新生児治療回復室(GCU)が大切にしていること

GCU

"GCU看護師長 川久保真弓"

 新生児治療回復室(GCU)は新生児集中治療室(NICU)での急性期治療を経て、ご家族が育児ケアや医療的ケアを習得するための在宅移行期を過ごす場所です。

 医療的ケア児という言葉を耳にしたことはありますか。

 医学の進歩を背景として、NICU等に長期入院した後、引き続き人工呼吸器や胃ろう等を使用し、たんの吸引や経管栄養などの医療的ケアが日常的に必要な児童のことを言います。 「歩けない・話せない」重度の肢体不自由と重度の知的障害が重複する重症心身障害児と異なり、新生児医療の発達に伴い、「歩ける・話せる」といった「動く重症児」の存在が注目されています。
医療的ケア児等の支援の充実を図るため「医療的ケア児及びその家族に対する支援に関する法律(令和3年法律81号)」に基づく「医療的ケア児支援センター」の設置を推進するとともに、医療的ケア児等に対する支援者の養成、地域で関係者が協議を行う場の設置、医療的ケア児等の家族に対する支援などを総合的に実施しています。長崎県は、令和4年8月諫早市に医療的ケア児支援センターが開設されました。GCUから退院する医療的ケア児はすべて紹介を行い、退院後のサポート窓口となって頂いています。

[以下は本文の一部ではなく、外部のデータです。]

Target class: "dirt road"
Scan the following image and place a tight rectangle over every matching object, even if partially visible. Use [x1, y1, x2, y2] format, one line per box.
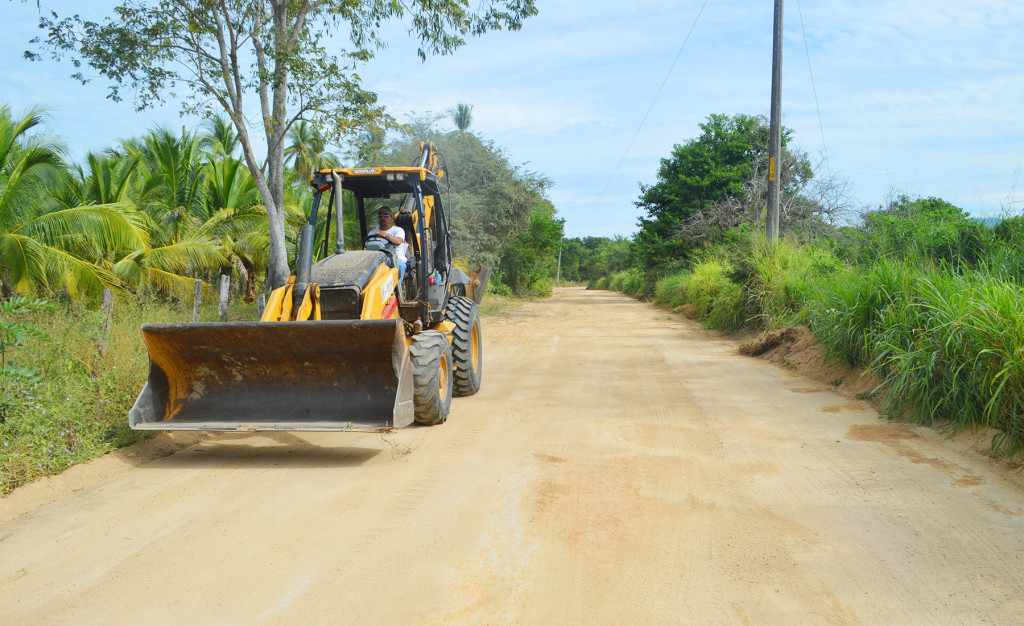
[0, 290, 1024, 624]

ここ数年、医療的ケア児の増加によるGCUの長期入院が問題となっていました。
2023年度に地域医療連携センター、小児外来、小児病棟と連携を行い、小児在宅療養パスが完成しました。そして、各時期に沿ったマニュアル、パンフレットを改訂し、GCUにおける在宅支援整備を行いました。例えば、医療的ケアの内容や家族背景に応じた面会時間の延長、プチ母児同室、1泊2日の同室などを個別に検討し、指導に十分な時間を確保しました。キーパーソンや家族の役割、自宅の間取りなどを確認し、ご両親主体で自宅退院に向けての準備を一緒に行います。

長期入院による母子分離の期間は、愛着形成に影響を及ぼします。特に、医療的ケアを必要とする場合、「この子がかわいいと思えない」「漠然と不安です」「夜中に眠ってしまってアラームに気づけなかったらどうしよう」など自宅退院を目前としたご両親が一度は抱く感情です。特にお母さんが1人で抱え込んでしまう傾向があります。私たちは、これからは行政、福祉、医療が連携を取り合ってサポートしていくことを伝えます。退院前に各関係者による退院前カンファレンスを行います。ご両親は人数の多さに圧倒されますが、「これだけ多くの人が、この子のために関わってくれているんだ」と覚悟を持つ瞬間だと感じています。 私たちは、どんなお子さんでも自宅で家族と一緒に過ごすことを目標に、日々頑張っています。退院後の外来の際に、成長した子供たちを見ることが一番の楽しみです。